Top Pharmaceutical Stocks to Keep An Eye on in 2026

For years, investing in Nigerian pharmaceutical stocks had been considered a defensive play at best, with investors tucking money into firms for modest dividends and relative safety during economic downturns. 2025 completely flipped this narrative.

Trading floor of NGX

How Pharmaceutical Stocks Fared at the NGX in 2025

The Nigerian stock market delivered its strongest performance in eighteen years during 2025, with the all-share index yielding an impressive 51.2%. This remarkable achievement marked the best outing since 2007, when equities returned 74.7%. The market capitalisation of quoted stocks on the Nigerian Exchange soared to ₦99.4 trillion by year-end, up from ₦62.8 trillion the previous year.

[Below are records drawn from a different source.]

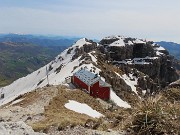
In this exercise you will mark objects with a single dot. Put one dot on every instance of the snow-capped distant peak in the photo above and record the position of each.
(115, 37)
(81, 42)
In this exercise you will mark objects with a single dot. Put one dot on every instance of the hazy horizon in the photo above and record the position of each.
(95, 19)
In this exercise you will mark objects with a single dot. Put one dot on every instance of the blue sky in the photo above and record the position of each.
(154, 19)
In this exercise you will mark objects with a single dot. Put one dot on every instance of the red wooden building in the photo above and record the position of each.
(92, 83)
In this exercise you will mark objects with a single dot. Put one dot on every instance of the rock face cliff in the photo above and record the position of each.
(145, 56)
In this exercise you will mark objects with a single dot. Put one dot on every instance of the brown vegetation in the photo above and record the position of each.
(57, 115)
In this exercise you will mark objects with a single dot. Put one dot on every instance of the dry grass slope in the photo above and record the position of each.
(57, 115)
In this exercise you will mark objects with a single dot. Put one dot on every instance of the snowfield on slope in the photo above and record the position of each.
(82, 108)
(37, 79)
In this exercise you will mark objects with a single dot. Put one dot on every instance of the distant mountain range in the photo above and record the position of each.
(173, 48)
(23, 54)
(38, 39)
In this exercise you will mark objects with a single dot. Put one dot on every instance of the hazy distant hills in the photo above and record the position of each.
(172, 47)
(38, 39)
(23, 54)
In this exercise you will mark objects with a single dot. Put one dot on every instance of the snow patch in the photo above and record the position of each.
(117, 100)
(82, 108)
(131, 81)
(119, 42)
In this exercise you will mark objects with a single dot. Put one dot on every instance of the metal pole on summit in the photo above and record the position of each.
(47, 75)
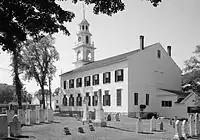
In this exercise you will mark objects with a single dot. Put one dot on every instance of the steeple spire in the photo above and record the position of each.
(83, 11)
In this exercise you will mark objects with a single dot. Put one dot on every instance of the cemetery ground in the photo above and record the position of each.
(125, 129)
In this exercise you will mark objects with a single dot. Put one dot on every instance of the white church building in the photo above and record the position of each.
(147, 76)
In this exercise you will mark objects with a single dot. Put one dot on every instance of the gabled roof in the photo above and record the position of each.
(105, 62)
(189, 95)
(177, 92)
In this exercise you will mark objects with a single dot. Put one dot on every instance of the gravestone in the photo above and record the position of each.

The pharmaceutical sector was an unexpected star performer. It transformation was driven by radical shifts in industry policy and the departure of global giants. For instance, in 2024, multinationals such as GlaxoSmithKline and Sanofi in 2024 both exited the market. This created a multi-billion-naira supply gap for essential drugs, including antibiotics, painkillers and asthma inhalers. A presidential executive order that zero-rated tariffs on Active Pharmaceutical Ingredients also helped reduce production costs. This handed local players the keys to high-margin growth.

Data also showed that at least four drugmakers’ stocks returned an average of 180% to investors, outperforming the NGX All-Share Index and tripling the wealth of those who placed their bets early.

Best Performing Pharmaceutical Stocks of 2025

1. MeCure Industries – 369%

MeCure was the undisputed champion of the pharmaceutical sector. The drugmaker saw its share price surge by 369% year-to-date despite starting the year at ₦13.90 and executing a rally that closed at ₦65.20 on 30 December 2025. By scaling its production of beta-lactams and specialised drugs, MeCure’s revenue doubled from ₦30.2 billion in 2024 to ₦60 billion for the nine months ended September 2025, transforming it from a niche player into a market heavyweight. This spectacular appreciation meant that an investor who staked ₦2.5 million in MeCure at the start of the year held a portfolio valued at roughly ₦11.7 million by year-end, comfortably crossing the millionaire threshold through capital appreciation alone.

2. Fidson Healthcare – 210%

Fidson Healthcare proved why it has long been considered the blue-chip of the sector, delivering a 210% year-to-date return. The stock closed the final trading day of the year at ₦48, up from a January opening of ₦15.50. Fidson rewarded shareholders who ignored the noise of inflation to bet on domestic manufacturing capacity.

The true windfall for many came from the synergy between share price growth and strategic capital raises, such as Fidson’s ₦21 billion Rights Issue, which allowed existing shareholders to deepen their positions at a discount while the market price soared. With first-half profits soaring by nearly 300 per cent, Fidson’s growth story was a masterclass in aggressive balance sheet management and operational excellence.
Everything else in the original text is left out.